Bovenvermelde criteria kunnen eventueel leiden tot het instellen van een onderzoek, zonder dat er automatisch conclusies moeten worden getrokken uit de resultaten of uit verder onderzoek. De lidstaten mogen zich niet baseren op een enkel element; er moet de nodige aandacht worden besteed aan alle omstandigheden van het individuele geval. Dit onderzoek kan een afzonderlijk onderhoud met elk van de echtgenoten omvatten.
(…)
De bewijslast rust op de autoriteiten van de lidstaten die de uit de richtlijn voortvloeiende rechten willen beperken. De autoriteiten moeten een overtuigend dossier kunnen samenstellen, en moeten daarbij alle in de vorige afdeling beschreven materiële waarborgen in acht nemen.
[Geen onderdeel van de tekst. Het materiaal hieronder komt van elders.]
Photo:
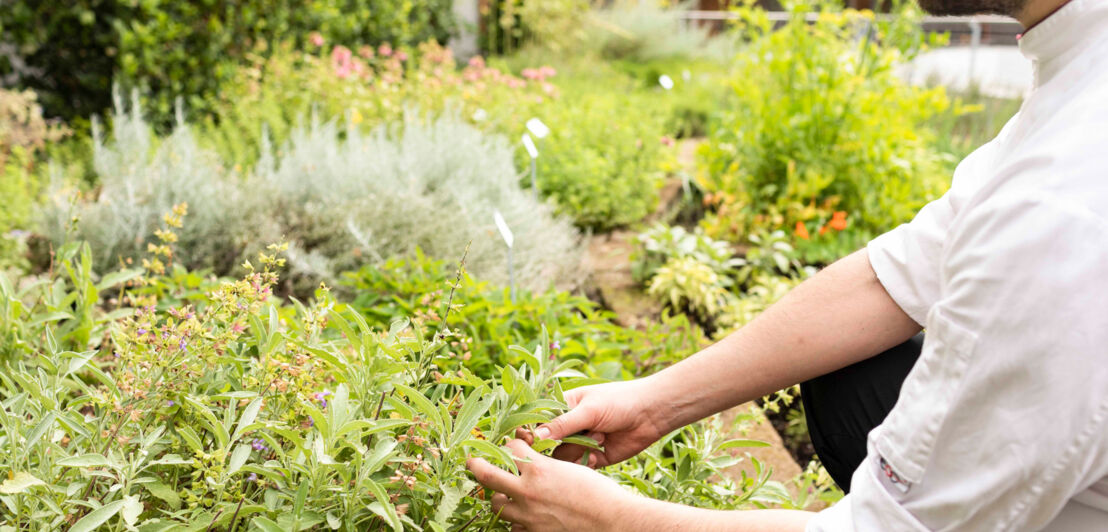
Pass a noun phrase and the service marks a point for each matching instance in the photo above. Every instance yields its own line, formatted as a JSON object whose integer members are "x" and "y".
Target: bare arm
{"x": 839, "y": 317}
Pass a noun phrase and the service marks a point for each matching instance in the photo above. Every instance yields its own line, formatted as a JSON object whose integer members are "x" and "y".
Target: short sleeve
{"x": 906, "y": 258}
{"x": 998, "y": 433}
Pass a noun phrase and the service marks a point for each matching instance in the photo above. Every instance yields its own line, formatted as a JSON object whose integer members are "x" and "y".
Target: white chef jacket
{"x": 1002, "y": 422}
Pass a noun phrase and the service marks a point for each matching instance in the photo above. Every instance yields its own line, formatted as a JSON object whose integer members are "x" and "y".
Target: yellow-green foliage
{"x": 821, "y": 123}
{"x": 23, "y": 134}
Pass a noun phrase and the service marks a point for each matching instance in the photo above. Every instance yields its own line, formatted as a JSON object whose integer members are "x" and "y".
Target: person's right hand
{"x": 621, "y": 416}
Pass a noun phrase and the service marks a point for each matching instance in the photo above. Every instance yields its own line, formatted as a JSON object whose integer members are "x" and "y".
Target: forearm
{"x": 840, "y": 316}
{"x": 648, "y": 515}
In het geval van beroep, moet de nationale rechter nagaan of in individuele gevallen het bewijs van misbruik is geleverd, volgens de bewijsregels van het nationale recht, voor zover deze geen afbreuk doen aan de doeltreffendheid van het Gemeenschapsrecht.
Vreemdelingenbesluit 2000
Artikel 8:25
Onze minister kan het rechtmatig verblijf geweigerd (lees: weigeren), dan wel beëindigen, indien de vreemdeling onjuiste gegevens heeft verstrekt dan wel gegevens heeft achtergehouden terwijl die gegevens zouden hebben geleid tot weigering van toegang of verblijf.
Paragraaf B10/2.3
Op grond van artikel 8.25 Vb ontzegt of beëindigt de IND het rechtmatig verblijf van de vreemdeling als:
- de burger van de Unie of diens familielid onjuiste gegevens heeft
verstrekt of gegevens heeft achtergehouden terwijl die zouden leiden of
hebben geleid tot weigering van toegang of verblijf;
(…)
Op grond van artikel 8.25 van het Vb ontzegt of beëindigt de IND het rechtmatig verblijf van de vreemdeling tevens als sprake is van kunstmatig gedrag dat als enig doel heeft het door het EU-recht gewaarborgde recht van vrij verkeer en verblijf te krijgen en dat, hoewel het formeel voldoet aan de voorwaarden die het EU-recht stelt, in strijd is met doel van het EU-recht.